Стороной мелькнул Игорек и остался сзади…
Рядом шел Никита… так близко, что казалось, споткнись я, и его рука не даст упасть.
Людмила улыбнулась…
Черный толстый турок с масляными глазами… я, кажется, и имени его не помню…
Виноватый взгляд… чей это?.. а, Расул… мой телохранитель, предавший… Бой ему судья.

Странно, на моей жизни будто кто-то эксперимент ставил: сколько душевной и физической боли может вынести человек? на каком из невероятных поворотов судьбы он не выдержит и свихнется… Но одновременно - столько хороших людей оказывалось со мной рядом, чтоб я могла опереться.
Не знаю, почему воспоминания завладели мною именно тогда. Но, мне кажется, в них я черпала силы, иначе не прошла бы до конца по той крутой горной тропе.

Когда заросли неожиданно расступились и мы оказались на краю просторной лужайки, провожатый мой остановился. Я увидела непонятное строение посреди поляны: хижина ни хижина, на жилье не похоже. И не пагода, вроде. Что-то неуловимое было в нем от восточных построек, но я архитектурой никогда не интересовалась настолько, чтобы сейчас разложить это строение на архитектурные элементы и разобраться в их тонкостях.

Сопровождающий показал рукой на темнеющий проем входа и кивнул головой: "Иди".
Войдя в полумрак из яркого солнечного утра, я не сразу разглядела, что было внутри. Некоторое время стояла в проеме, а когда глаза привыкли, я увидела человека посередине маленькой и, кажется, пустой комнаты. Мужчина неподвижно сидел в позе лотоса, перед ним легким дымком курились тонкие палочки, и между нами как будто висела призрачная завеса. Полумрак немного разгоняли язычки пламени, которыми горели толстые и короткие красные свечи. Они стояли широким кругом, в центре которого сидел тот человек. Я не могла понять, заметил он нас или нет. Потом пригляделась и увидела, что глаза его закрыты. И тут, не открывая глаз, мужчина повел рукою, приглашая меня войти, указал на циновку напротив. Я вопросительно обернулась к моему провожатому и обнаружила, что он исчез. Я поняла, что осталась наедине с этим человеком, и вдруг оробела до мурашек по спине.
Я сидела и разглядывала его - а что мне оставалось делать? Попыталась определить возраст, однако, это оказалось нелегко. Морщин на его лице было не так густо, но почему-то я чувствовала, что он далеко не молод.
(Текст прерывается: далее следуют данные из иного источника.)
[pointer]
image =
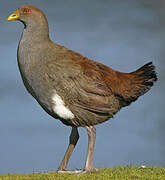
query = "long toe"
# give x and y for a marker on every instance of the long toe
(90, 169)
(71, 171)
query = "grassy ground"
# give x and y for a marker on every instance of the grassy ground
(118, 173)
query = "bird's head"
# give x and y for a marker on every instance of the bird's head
(28, 15)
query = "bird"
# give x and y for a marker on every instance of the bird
(70, 87)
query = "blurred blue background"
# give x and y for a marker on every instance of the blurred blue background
(121, 34)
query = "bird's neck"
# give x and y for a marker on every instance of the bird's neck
(38, 34)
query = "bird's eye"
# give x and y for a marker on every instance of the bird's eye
(27, 10)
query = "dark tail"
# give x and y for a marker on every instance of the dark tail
(136, 84)
(146, 76)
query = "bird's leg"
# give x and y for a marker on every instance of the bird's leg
(74, 136)
(91, 142)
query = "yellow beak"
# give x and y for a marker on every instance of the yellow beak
(14, 16)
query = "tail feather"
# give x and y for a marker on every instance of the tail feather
(138, 83)
(146, 76)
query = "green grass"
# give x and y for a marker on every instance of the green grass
(118, 173)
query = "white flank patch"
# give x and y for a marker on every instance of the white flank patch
(60, 109)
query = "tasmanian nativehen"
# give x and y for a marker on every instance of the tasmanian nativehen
(70, 87)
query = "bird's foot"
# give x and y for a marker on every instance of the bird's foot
(84, 171)
(90, 169)
(70, 171)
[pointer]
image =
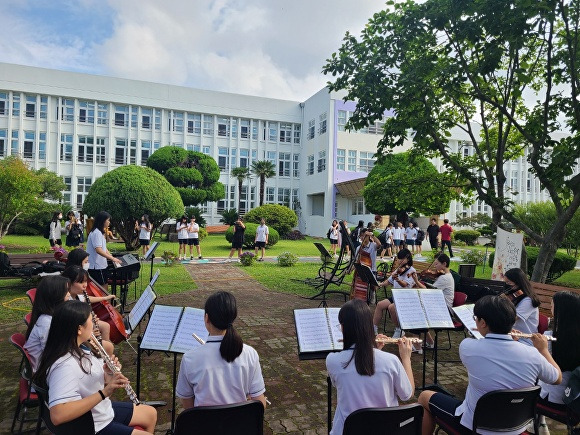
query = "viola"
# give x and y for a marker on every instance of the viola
(106, 312)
И вдруг я обнаружила, что глаза его открыты, и мы смотрим друг на друга. Странно - все это время я в упор разглядывала его, а как он глаза открыл, не увидела... и смутила меня ясная, молодая голубизна его глаз - так сколько же ему?
Он смотрел на меня молча, так же как я только что рассматривала его, продолжалось это так долго, что со мной стало что-то происходить. Не знаю, можно ли это состояние назвать прострацией, но мне кажется, это определение подходит больше всего.
Очнулась я от легкого прикосновения ко лбу, вздохнула глубоко - закружилась голова. Старик, я теперь знала почему-то, что он старик, неслышно передвигаясь, неторопливо гасил свечи. В комнату вливался свет дня, - тростниковые шторы были свернуты рулонами над оконными проемами без стекол.

И я осталась с этим человеком. А хижина стала мне домом на несколько месяцев. Там было только самое необходимое, так, чтоб и о быте особо не заботиться, но в то же время отсутствие благ не располагало к телесной ленности - к примеру, поваляться в уютной постели, посидеть в мягком удобном кресле, потому как ничего этого не было, уютного и мягкого. Не знаю почему, но мысли о насущном легко отходили на задний план и уступали место раздумьям, почти философским размышлениям.

Я так до конца и не поняла, для какой цели это строение одиноко стояло в горах. Потом мне говорили, что не так далеко от хижины находится старинный, действующей монастырь, что хижина как-то с ним связана. То ли монахи здесь исполняли обет уединения, то ли наказание отбывали. Но я ни монастыря не видела, ни каких-либо людей.